The positive electrode is usually an article having a layer of at least one of the above-described materials on a substrate made of soda lime glass, no-alkali glass, or a transparent resin. When the substrate is made of glass, the glass is preferably no-alkali glass in order to reduce ions deriving from the glass. When the substrate is made of soda lime glass, the substrate is preferably coated with a barrier coating such as silica. The thickness of the substrate is not limited, as long as the substrate has sufficient mechanical strength. However, when the substrate is made of glass, the thickness thereof is generally 0.2 mm or more, and preferably 0.7 mm or more.

A method for producing a positive electrode is selected according to the material of the positive electrode. When the positive electrode is an ITO film, the ITO film is formed by an electron beam method, a sputtering method, a resistance heating deposition method, a chemical reaction method (e.g., a sol-gel method), or a method of applying a dispersion of indium tin oxide.

The positive electrode can be subjected to washing or other treatment to lower the driving voltage of the device and/or to enhance luminescence efficiency. When the positive electrode is made of ITO, for example, UV-ozone treatment or plasma treatment are effective.

The negative electrode supplies electrons to the electron injecting layer, the electron transport layer, and/or the luminescent layer, and the material of the negative electrode is selected in consideration of adhesion between the negative electrode and a layer adjacent to the negative electrode, such as the electron injecting layer, the electron transport layer, and/or the luminescent layer, and ionization potential and stability of the material. The negative electrode can be made from a metal, an alloy, a metal halide, a metal oxide, an electrically conductive compound, or a mixture thereof. Specific examples of the material of the negative electrode include alkali metals such as lithium, sodium, potassium, and fluorides and oxides thereof; alkaline earth metals such as magnesium, calcium, and fluorides and oxides thereof; gold, silver, lead, aluminum, a sodium-potassium alloy, and mixed metals of these materials; a lithium-aluminum alloy and mixed metals including the lithium-aluminum alloy; a magnesium-silver alloy and mixed metals including the magnesium-silver alloy; and rare earth metals such as indium and ytterbium.
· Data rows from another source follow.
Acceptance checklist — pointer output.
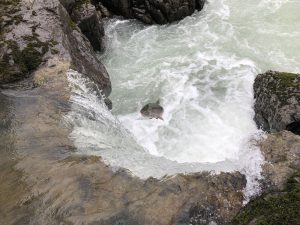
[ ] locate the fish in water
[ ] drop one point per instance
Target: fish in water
(153, 110)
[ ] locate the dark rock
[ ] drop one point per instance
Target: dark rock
(154, 11)
(90, 24)
(279, 207)
(277, 100)
(282, 154)
(294, 127)
(31, 40)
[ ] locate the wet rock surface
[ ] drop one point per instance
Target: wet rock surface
(277, 101)
(154, 11)
(282, 154)
(33, 33)
(60, 187)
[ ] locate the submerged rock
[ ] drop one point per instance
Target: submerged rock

The negative electrode is preferably made of a material selected from the above materials and has a work function of 4 eV or less. The material of the negative electrode is more preferably aluminum, a lithium-aluminum alloy or a mixed metal including the lithium-aluminum alloy, or a magnesium-silver alloy or a mixed metal including the magnesium-silver alloy. The negative electrode can be one layer of any of the above-described materials or multilayers including one or more of the above-described materials. For example, the negative electrode preferably has a layered structure of aluminum/lithium fluoride, or aluminum/lithium oxide. The thickness of the negative electrode can be suitably determined according to the material of the negative electrode. However, the thickness is preferably 10 nm to 5 μm, more preferably 50 nm to 1 μm, and still more preferably 100 nm to 1 μm.

The negative electrode is formed by an electron beam method, a sputtering method, a resistance heating deposition method, or a coating method. One metal can be vapor-deposited, or at least two metals can be vapor-deposited simultaneously. In order to form an alloy electrode, at least two metals can be vapor-deposited simultaneously, or an alloy prepared in advance can be vapor-deposited.
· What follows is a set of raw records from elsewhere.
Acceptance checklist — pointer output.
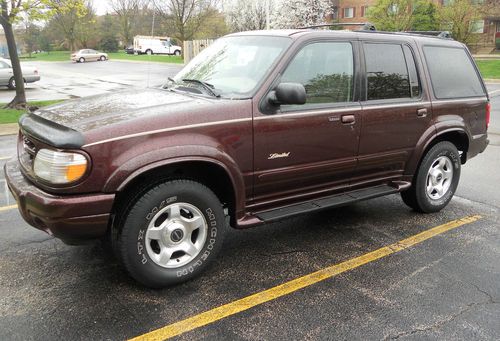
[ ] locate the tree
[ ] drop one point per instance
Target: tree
(244, 15)
(459, 17)
(300, 13)
(186, 16)
(30, 35)
(11, 12)
(67, 14)
(108, 42)
(127, 12)
(403, 15)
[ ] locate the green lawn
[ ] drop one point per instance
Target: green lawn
(12, 115)
(59, 56)
(490, 69)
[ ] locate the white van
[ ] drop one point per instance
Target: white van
(155, 45)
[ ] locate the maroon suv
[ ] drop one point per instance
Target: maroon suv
(258, 127)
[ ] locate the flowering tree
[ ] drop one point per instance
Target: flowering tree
(244, 15)
(300, 13)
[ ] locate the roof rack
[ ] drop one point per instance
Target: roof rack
(365, 26)
(439, 34)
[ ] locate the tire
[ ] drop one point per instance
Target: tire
(12, 84)
(436, 179)
(171, 233)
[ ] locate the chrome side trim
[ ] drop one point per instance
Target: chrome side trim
(308, 113)
(208, 124)
(459, 100)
The sheet resistance of each of the positive and negative electrodes is preferably low, and, specifically, is preferably several hundred ohm/sq or less.

The materials of the luminescent layer are not particularly limited, as long as they can form a layer having a function of receiving holes from the positive electrode, the hole injecting layer or the hole transport layer and receiving electrons from the negative electrode, the electron injecting layer, or the electron transport layer when voltage is applied to the device, a function of transferring the received electrons, or a function of providing a field where holes are recombined with electrons to emit light. Examples of the materials of the luminescent layer include benzoxazole, benzimidazole, benzothiazole, styrylbenzene, polyphenyl, diphenylbutadiene, tetraphenylbutadiene, naphthalimide, coumarin, perylene, perynone, oxadiazole, aldazine, pyralidine, cyclopentadiene, bisstyrylanthracene, quinacridone, pyrrolopyridine, thiadiazolopyridine, cyclopentadiene, styrylamine, aromatic dimethylidyne compounds, metal complexes including metal complexes and rare earth metal complexes of 8-quinolinol, polymeric compounds including polythiophene, polyphenylene, polyphenylene vinylene, organic silane, iridium trisphenylpyridine complex, and transition metal complexes including platinum porphyrin complexes, and derivatives thereof. It is preferable that at least one of the materials of the luminescent layer is a phosphorescent material. The thickness of the luminescent layer of the luminescent device of the invention is not specifically limited, but is generally in a range of 1 nm to 5 μm, more preferably in a range of 5 nm to 1 μm, and still more preferably in a range of 10 nm to 500 nm.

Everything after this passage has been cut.